Flow: Schedule → Fetch from Sheets → Group & batch (Code) → AI analysis → Aggregate → Save/Notify (Sheets, Slack)

What You’ll Need

  • A survey data source (Google Sheets recommended)
  • AI model credentials (e.g., OpenAI or OpenRouter)
  • Optional destinations: Google Sheets (summary sheet), Slack channel

Setup

  1. Data source (Google Sheets)

    • In Get Survey Responses, replace YOUR_SHEET_ID and YOUR_SHEET_NAME with your sheet details.
    • Ensure the sheet includes columns like: 満足度 (Rating), 自由記述コメント (Comment), 回答日時 (Timestamp).
  2. AI model

    • Add credentials to your preferred LLM node (OpenAI/OpenRouter).
    • Keep the prompt’s JSON-only requirement so the structured parser can consume it reliably.
  3. Destinations

    • Save to Sheet: set your output documentId / sheetName.
    • Slack: set the target channelId on the Slack node.

How It Works

  1. Daily Schedule Trigger — starts the workflow at your chosen time.
  2. Get Survey Responses (Sheets) — reads survey data.
  3. Group & Prepare Data (Code) — classifies by rating (>=4: positive, =3: neutral, <3: negative) and creates batches (max 50 per batch).
  4. Loop Over Batches — feeds each sentiment batch to the AI separately for cleaner signals.
  5. Analyze Survey Batch (AI Agent) — returns structured JSON: themes, insights, recommendations.
  6. Add Metadata (Code) — attaches original sentiment and item counts to each AI result.
  7. Aggregate Results (Code) — merges all batches; outputs Top Themes, Key Insights, Priority Recommendations, and an Executive Summary.
  8. Save to Sheet / Slack — appends the summary to a sheet and posts highlights to Slack.

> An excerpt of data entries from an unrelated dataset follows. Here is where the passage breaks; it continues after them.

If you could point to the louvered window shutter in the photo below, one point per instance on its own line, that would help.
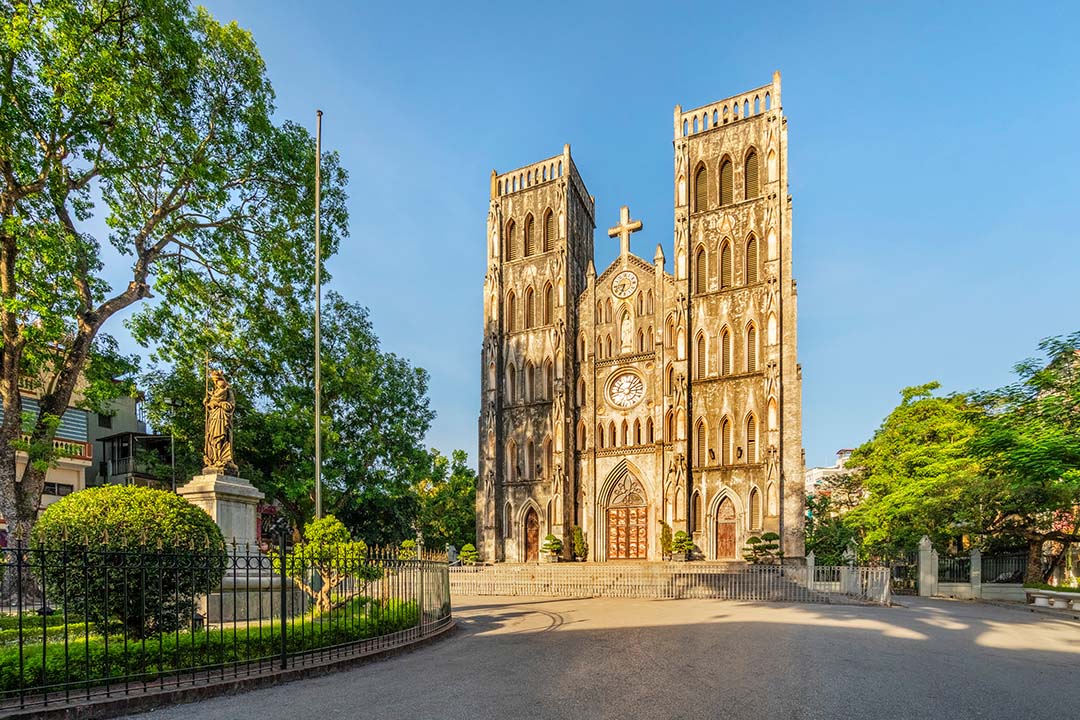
(727, 179)
(752, 260)
(701, 190)
(750, 176)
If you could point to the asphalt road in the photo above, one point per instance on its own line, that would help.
(516, 657)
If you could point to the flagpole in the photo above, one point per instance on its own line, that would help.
(319, 299)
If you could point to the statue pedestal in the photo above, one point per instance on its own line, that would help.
(248, 582)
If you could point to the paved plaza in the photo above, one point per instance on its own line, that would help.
(518, 657)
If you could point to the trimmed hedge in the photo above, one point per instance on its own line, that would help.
(91, 663)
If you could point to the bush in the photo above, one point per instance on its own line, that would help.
(552, 545)
(580, 546)
(469, 554)
(129, 554)
(683, 543)
(329, 552)
(764, 549)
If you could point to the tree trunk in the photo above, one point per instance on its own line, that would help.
(1034, 572)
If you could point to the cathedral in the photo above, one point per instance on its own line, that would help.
(640, 395)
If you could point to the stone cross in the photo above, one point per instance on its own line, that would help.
(623, 229)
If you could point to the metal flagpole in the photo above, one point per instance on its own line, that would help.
(319, 298)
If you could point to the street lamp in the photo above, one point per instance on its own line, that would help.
(173, 404)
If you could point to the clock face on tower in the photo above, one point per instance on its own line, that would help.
(626, 390)
(624, 284)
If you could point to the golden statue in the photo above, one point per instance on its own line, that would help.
(219, 403)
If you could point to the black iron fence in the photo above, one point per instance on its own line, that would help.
(76, 625)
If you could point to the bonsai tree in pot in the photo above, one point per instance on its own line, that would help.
(682, 546)
(580, 546)
(552, 547)
(665, 541)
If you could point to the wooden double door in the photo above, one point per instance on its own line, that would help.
(628, 533)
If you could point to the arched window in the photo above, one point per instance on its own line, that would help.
(700, 267)
(701, 190)
(727, 181)
(725, 352)
(530, 236)
(511, 312)
(751, 439)
(511, 241)
(725, 265)
(750, 175)
(725, 442)
(530, 309)
(700, 447)
(752, 260)
(700, 358)
(751, 348)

Data Assumptions (Columns)

Your source should include at least:

  • 満足度 (Rating) — integer 1–5
  • 自由記述コメント (Comment) — string
  • 回答日時 (Timestamp) — ISO string or date

Outputs

  • Consolidated summary containing:

    • Top themes (with example quotes)
    • Key insights
    • Priority recommendations
    • Executive summary
  • Destinations: Google Sheets (one row per run) and Slack (high-level highlights)

Customize

  • Adjust sentiment thresholds (e.g., require >=5 for positive) or batch size (default 50) in the Code node.
  • Tailor the AI prompt or the output JSON schema to your domain.
  • Add more outputs (CSV export, database insert, additional channels) in parallel after the Aggregate step.

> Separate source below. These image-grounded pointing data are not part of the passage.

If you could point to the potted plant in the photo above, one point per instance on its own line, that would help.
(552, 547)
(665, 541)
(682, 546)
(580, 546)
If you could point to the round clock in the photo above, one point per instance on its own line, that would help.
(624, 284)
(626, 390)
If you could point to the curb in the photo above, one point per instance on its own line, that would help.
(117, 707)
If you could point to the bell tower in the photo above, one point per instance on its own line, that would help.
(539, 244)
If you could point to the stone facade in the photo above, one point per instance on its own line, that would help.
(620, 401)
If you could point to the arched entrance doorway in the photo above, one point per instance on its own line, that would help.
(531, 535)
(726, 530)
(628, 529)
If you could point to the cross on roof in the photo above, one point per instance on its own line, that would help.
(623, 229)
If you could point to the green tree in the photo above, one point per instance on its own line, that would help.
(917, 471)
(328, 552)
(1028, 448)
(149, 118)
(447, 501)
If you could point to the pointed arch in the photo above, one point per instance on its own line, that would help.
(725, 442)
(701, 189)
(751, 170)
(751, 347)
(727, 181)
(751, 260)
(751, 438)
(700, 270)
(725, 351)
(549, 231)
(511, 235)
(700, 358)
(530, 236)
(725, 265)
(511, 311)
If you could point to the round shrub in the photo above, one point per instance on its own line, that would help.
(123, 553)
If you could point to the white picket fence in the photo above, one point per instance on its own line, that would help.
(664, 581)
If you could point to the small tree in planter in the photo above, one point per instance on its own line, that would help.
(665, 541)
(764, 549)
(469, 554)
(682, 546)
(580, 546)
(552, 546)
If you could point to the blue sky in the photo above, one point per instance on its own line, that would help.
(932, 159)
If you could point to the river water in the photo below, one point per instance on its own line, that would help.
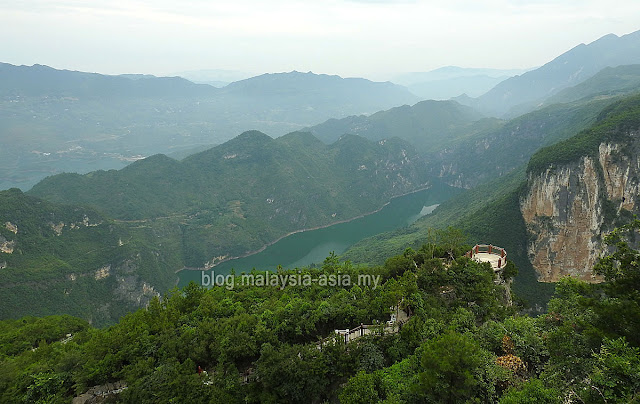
(313, 246)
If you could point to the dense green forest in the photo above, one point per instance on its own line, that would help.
(271, 187)
(464, 341)
(491, 211)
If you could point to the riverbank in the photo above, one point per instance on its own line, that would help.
(264, 247)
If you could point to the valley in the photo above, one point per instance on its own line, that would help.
(123, 196)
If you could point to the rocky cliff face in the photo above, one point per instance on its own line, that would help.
(568, 209)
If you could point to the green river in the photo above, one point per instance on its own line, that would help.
(313, 246)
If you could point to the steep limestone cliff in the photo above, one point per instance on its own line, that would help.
(569, 207)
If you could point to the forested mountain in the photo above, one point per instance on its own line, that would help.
(159, 215)
(67, 259)
(550, 217)
(523, 93)
(428, 125)
(610, 81)
(56, 120)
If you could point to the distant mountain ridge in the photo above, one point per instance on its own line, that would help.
(248, 191)
(525, 91)
(452, 81)
(54, 121)
(428, 125)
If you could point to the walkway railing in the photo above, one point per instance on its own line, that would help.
(500, 252)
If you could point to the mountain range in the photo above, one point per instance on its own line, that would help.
(520, 94)
(54, 120)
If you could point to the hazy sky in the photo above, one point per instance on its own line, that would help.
(369, 38)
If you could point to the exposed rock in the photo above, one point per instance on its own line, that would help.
(101, 394)
(568, 208)
(57, 228)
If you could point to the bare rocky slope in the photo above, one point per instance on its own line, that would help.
(578, 190)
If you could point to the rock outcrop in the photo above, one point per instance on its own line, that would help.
(568, 208)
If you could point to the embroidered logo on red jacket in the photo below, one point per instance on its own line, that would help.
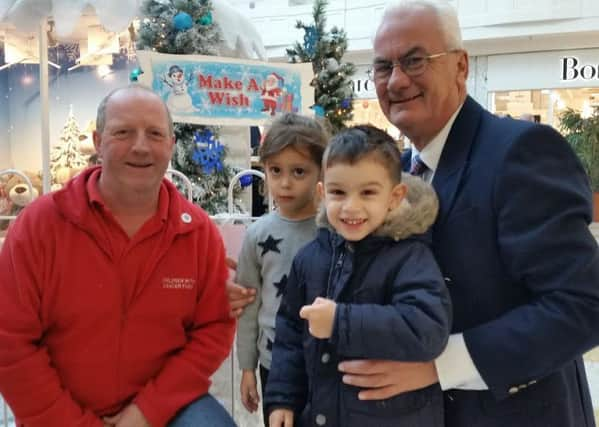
(178, 283)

Before You Run (Checklist)

  • [ ] Add credentials for Sheets / AI / Slack in Credentials
  • [ ] Update documentId, sheetName, and Slack channelId
  • [ ] Confirm your column names match the Code node references
  • [ ] Verify schedule time and timezone (e.g., Asia/Tokyo)

Troubleshooting

  • Parser errors on AI output: ensure the model response is JSON-only; reduce temperature or simplify schema if needed.
  • Only some batches run: check batch size in Loop and ensure each sentiment bucket actually contains responses.
  • No output to Sheets/Slack: verify credentials, IDs, and required fields; confirm permissions.

Security & Template Notes

  • Do not include credentials in the template file. Users add their own after import.
  • Use Sticky Notes to document Overview, Setup, Processing Logic, and Output choices. This template already includes guideline-friendly notes.